Terminal Backend Assignment

Data ingestion scripts and docker container for Terminal GraphQL + Postgres backend.

Instructions

  • install dependencies with yarn
  • add a .env file to the root of the repo with env variables structured as such (depending on your local postgres setup):
TOKEN_DATABASE=token-info
POSTGRES_HOST=localhost
POSTGRES_PORT=5432
POSTGRES_USER=postgres
POSTGRES_PASSWORD=postgres
  • run local hasura server with ./docker-run.sh

Included are 5 scripts:

  • ingestTokens
    • run with node ingestTokens.js /path/to/tokens.csv
  • ingestTransfers
    • run with node ingestTransfers.js /path/to/token-transfers.csv
  • ingestAll
    • run with node ingestAll.js
    • adjust constants in ingestAll.js to suit needs
  • emptyDB
    • run with node emptyDB.js
    • utility function to clear both tokens and token-transfers tables
  • benchmark
    • run with node benchmark.js

Sample Queries

A query to return the 50 most recent token transfers, with the token symbol & name as well as the time and the amount transferred:

query {
  token_transfers(limit: 50, order_by: {block_timestamp: desc}) {
    token {
      name
      symbol
    }
    block_timestamp
    value
  }
}

Benchmark: 10 requests in 6.844s (local server)

A query to return the sender, recipient and amount sent on every transfer of the RALLY token (note: token names/symbols are not unique.

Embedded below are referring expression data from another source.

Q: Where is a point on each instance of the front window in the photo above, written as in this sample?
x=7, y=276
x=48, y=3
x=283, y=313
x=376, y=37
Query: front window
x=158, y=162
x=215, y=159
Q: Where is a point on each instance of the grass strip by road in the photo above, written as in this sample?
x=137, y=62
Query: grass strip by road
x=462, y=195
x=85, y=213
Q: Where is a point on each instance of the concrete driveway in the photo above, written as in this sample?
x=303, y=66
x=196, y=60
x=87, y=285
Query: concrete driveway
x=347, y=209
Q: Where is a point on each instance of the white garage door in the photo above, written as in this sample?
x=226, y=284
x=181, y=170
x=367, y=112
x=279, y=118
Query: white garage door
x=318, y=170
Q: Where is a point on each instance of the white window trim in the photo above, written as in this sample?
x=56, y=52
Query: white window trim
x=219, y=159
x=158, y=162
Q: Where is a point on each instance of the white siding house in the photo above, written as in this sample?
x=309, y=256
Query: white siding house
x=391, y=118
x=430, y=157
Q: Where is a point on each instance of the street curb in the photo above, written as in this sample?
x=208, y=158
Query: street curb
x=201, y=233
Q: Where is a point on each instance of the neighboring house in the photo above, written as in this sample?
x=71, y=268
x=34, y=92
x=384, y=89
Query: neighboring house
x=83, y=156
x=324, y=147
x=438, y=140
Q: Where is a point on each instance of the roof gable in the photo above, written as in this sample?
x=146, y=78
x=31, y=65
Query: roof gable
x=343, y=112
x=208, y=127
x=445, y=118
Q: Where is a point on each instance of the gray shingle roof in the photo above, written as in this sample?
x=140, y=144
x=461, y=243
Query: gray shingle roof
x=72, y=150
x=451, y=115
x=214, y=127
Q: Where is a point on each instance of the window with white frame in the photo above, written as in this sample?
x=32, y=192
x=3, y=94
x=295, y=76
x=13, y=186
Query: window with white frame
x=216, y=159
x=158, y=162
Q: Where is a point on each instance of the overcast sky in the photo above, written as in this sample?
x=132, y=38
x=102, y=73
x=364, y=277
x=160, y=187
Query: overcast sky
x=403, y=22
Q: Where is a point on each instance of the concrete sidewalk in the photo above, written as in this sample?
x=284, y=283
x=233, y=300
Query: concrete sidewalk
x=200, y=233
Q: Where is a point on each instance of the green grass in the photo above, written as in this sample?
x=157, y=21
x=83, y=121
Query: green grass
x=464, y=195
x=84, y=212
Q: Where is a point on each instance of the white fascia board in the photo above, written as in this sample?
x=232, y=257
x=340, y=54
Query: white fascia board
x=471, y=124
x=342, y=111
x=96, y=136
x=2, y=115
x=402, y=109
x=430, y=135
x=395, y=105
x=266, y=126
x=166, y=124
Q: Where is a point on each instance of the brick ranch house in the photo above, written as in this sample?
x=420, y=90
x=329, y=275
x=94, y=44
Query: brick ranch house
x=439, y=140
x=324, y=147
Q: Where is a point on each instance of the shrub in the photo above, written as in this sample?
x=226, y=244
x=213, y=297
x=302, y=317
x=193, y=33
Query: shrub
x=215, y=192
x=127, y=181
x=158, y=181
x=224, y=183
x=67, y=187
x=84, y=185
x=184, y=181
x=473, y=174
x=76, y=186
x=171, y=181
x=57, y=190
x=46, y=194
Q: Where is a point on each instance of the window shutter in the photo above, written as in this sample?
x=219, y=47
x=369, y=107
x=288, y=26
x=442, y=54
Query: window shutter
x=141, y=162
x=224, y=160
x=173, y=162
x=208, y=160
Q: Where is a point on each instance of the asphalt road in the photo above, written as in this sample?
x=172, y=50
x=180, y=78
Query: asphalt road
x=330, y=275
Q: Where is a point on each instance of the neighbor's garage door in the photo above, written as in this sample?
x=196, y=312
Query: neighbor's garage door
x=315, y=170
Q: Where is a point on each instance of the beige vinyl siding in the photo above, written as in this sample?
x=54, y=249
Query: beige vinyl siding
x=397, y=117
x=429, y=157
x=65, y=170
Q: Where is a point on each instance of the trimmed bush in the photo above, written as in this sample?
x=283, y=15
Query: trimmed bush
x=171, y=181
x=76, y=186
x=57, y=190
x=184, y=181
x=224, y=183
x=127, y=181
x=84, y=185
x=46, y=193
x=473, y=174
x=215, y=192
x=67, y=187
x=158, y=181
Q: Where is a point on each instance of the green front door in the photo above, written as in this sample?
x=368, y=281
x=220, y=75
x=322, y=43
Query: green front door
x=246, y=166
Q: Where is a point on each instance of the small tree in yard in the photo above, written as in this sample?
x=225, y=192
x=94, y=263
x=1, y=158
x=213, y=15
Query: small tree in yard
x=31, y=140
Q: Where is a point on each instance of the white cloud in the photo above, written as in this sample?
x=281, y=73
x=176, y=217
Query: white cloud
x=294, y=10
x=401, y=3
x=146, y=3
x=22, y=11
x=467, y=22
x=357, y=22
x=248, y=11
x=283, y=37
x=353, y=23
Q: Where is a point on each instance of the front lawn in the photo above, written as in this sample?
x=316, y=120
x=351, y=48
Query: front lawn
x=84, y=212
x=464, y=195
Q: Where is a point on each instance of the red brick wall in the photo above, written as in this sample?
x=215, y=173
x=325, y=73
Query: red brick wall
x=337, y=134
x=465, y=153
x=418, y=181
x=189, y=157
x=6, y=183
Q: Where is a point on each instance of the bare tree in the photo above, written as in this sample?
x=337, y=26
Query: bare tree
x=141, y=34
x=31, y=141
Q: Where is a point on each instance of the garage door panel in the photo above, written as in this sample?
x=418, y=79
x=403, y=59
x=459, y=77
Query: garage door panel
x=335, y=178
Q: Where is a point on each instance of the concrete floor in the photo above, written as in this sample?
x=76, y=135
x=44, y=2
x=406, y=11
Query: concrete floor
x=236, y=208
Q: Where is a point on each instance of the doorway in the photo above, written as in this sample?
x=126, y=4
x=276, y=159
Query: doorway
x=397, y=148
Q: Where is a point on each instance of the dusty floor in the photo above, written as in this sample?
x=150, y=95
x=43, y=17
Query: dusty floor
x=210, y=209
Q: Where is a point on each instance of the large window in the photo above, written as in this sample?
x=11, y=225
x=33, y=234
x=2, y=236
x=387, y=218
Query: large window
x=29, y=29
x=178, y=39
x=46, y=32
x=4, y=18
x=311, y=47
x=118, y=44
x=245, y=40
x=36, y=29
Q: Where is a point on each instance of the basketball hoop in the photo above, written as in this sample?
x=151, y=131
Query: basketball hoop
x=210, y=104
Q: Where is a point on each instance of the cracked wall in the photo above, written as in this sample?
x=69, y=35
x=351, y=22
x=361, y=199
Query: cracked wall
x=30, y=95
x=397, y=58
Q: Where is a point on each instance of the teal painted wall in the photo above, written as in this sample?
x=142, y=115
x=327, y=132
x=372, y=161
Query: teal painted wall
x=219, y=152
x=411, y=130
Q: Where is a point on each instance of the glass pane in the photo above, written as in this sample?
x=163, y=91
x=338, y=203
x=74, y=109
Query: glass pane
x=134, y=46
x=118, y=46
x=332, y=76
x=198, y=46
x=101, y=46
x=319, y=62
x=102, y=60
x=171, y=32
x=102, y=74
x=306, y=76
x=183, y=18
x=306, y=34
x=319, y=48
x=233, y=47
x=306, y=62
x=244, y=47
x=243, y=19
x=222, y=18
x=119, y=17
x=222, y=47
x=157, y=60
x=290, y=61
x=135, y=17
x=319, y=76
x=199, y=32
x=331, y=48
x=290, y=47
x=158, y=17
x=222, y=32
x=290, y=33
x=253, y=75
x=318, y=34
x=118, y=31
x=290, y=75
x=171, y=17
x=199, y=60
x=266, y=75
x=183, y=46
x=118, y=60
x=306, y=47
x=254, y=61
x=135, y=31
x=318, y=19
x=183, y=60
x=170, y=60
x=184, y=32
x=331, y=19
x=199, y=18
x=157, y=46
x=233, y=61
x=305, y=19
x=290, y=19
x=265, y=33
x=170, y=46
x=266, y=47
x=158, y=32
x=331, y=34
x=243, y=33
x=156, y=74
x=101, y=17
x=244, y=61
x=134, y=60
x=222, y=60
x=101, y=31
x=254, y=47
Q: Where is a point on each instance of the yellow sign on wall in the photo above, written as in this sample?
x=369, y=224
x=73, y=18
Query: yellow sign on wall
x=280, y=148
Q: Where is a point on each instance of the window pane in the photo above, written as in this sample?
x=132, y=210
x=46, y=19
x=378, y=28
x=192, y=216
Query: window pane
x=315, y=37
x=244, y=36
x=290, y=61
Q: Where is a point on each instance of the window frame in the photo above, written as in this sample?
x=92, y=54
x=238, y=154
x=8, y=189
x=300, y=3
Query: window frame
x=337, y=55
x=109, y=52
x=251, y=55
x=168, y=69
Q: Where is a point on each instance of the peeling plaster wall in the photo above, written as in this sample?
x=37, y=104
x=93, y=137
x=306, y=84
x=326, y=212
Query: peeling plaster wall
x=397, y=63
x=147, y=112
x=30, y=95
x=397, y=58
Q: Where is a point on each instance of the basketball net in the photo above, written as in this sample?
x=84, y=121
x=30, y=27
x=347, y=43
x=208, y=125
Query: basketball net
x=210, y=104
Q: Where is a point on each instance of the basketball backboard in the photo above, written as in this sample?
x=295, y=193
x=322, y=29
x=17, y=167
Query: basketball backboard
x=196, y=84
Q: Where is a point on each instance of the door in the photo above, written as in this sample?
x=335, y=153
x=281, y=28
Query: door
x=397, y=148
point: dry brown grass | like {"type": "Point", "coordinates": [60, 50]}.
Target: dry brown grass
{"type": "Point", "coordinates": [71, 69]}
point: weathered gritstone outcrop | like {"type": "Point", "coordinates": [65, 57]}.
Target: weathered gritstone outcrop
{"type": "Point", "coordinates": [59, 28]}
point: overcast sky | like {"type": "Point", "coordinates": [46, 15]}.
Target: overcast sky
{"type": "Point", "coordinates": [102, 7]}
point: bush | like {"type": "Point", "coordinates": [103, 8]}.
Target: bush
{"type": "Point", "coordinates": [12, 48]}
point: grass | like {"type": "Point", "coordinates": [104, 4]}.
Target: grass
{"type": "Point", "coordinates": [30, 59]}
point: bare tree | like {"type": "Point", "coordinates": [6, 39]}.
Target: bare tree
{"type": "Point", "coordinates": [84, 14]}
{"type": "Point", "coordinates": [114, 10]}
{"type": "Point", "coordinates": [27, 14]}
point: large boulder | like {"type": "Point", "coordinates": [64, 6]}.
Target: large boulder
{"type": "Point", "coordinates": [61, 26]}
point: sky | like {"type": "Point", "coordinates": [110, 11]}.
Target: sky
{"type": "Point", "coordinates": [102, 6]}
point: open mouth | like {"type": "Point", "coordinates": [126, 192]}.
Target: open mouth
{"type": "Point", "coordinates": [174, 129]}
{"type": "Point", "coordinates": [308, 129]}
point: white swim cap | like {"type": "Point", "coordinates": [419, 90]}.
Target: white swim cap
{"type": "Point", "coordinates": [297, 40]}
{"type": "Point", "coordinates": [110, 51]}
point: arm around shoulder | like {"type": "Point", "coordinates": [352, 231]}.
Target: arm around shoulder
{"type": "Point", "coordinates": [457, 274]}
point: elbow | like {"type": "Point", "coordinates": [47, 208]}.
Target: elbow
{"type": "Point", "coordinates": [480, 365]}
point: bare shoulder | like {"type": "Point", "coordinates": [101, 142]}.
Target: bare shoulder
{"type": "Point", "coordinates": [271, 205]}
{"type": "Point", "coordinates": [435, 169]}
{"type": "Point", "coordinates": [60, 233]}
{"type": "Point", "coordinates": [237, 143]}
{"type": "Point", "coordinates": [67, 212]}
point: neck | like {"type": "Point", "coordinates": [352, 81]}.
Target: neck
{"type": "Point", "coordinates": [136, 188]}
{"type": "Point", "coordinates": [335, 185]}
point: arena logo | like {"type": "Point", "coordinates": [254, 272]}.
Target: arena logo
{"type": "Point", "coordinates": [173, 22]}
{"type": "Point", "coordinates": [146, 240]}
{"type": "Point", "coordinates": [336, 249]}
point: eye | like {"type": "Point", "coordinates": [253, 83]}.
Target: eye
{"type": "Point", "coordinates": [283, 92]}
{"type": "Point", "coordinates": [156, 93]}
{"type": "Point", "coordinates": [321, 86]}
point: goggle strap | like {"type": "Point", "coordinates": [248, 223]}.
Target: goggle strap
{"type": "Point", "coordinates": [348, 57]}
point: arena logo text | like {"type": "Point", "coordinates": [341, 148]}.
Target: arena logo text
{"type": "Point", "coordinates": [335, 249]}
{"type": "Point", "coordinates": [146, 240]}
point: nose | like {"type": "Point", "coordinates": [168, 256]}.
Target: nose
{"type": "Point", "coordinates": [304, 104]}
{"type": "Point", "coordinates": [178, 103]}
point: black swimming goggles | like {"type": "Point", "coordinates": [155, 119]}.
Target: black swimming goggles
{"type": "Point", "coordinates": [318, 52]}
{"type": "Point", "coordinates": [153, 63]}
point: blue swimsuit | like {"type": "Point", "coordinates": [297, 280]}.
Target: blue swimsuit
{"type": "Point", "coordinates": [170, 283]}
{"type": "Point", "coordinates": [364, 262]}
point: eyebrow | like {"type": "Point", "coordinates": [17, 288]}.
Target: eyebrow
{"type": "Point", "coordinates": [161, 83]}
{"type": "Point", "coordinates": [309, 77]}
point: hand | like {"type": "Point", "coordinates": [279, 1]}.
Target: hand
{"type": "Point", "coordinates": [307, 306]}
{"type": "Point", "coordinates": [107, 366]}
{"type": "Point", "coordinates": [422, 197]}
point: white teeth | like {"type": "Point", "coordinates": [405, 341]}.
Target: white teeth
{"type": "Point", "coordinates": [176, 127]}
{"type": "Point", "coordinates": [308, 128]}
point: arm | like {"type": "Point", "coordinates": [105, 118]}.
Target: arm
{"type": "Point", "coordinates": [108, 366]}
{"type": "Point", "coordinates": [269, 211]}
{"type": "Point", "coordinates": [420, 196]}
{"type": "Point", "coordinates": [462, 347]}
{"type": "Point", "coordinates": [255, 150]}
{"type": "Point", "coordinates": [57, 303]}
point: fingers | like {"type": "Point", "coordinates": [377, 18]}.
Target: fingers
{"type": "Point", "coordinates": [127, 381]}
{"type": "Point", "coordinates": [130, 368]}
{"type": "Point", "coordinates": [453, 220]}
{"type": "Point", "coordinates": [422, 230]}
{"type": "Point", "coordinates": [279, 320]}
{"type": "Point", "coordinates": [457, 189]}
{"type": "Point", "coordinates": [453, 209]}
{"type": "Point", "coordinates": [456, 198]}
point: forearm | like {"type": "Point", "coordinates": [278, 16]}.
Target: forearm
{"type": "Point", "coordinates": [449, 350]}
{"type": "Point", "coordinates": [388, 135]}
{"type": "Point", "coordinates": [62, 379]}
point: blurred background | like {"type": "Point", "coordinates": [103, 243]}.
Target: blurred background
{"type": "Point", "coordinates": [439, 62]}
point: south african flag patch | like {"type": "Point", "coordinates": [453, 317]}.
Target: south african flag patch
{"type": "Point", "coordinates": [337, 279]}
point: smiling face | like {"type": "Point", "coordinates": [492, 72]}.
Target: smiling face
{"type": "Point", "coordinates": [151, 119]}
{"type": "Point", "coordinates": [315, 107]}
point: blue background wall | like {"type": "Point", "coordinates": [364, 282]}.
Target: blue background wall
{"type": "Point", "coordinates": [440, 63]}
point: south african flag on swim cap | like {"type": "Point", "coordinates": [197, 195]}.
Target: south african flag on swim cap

If you want a particular token, you'll have to specify the address)

query {
  tokens(where: {symbol: {_eq: "RALLY"}}) {
    transfers {
      from_address
      to_address
      value
    }
  }
}

Benchmark: 10 requests in 1.221s (local server)

Design Choices

I used Hasura for the GraphQL server because of its lightweight footprint. Unlike alternatives like Prisma, Hasura is a compiler that sits infront of a Postgres database. It compiles GraphQL queries into SQL queries. This makes Hasura very fast and capable of handling complex queries all while using very little memory and less CPU power than alternatives. Hasura is also easy to scale both vertically and horizontally.

I used javascript/node.js to write the ingestion scripts because of its ease of use and widespread adoption among web developers.

A note about the scripts: we insert the records into the database in batches of 1000 to avoid the overhead of each commit. These inserts could be run sequentially if depending on resource constraints.

Performance Metrics

  • Local
    • Insert ~144,000 token records: 2.99s
    • Insert ~290,000 transfer records: 10.057s
    • Insert 5000 token records: 0.116s
    • Insert 5000 transfer records: 0.251s
  • Heroku
    • Insert 5000 token records: 1.378s
    • Insert 5000 transfer records: 2.211s

Deployment

I've deployed a Postgres instance as well as a Hasura server on Heroku, which you can see and interact with Here

The free tier allows only 10000 entires in the Postgres DB, so the queries will be by no means fully functional. However this deployment could be easily scaled up to accomodate more data.

Offering this as a production application I would use the same stack (Postgres/Hasura deployed on Heroku). However, depending how the data comes in in production, the ingestion scripts could be automated. They could be set to run on GCS everytime an object is added to one of the relevant buckets using GCS Triggers. The CSV data can be streamed directly from GCS to the Postgres DB (I was planning on doing that here, but was having issues with the permissions so opted to upload from local CSVs). Updates to the tables/relationships can be done directly from the Hasura console.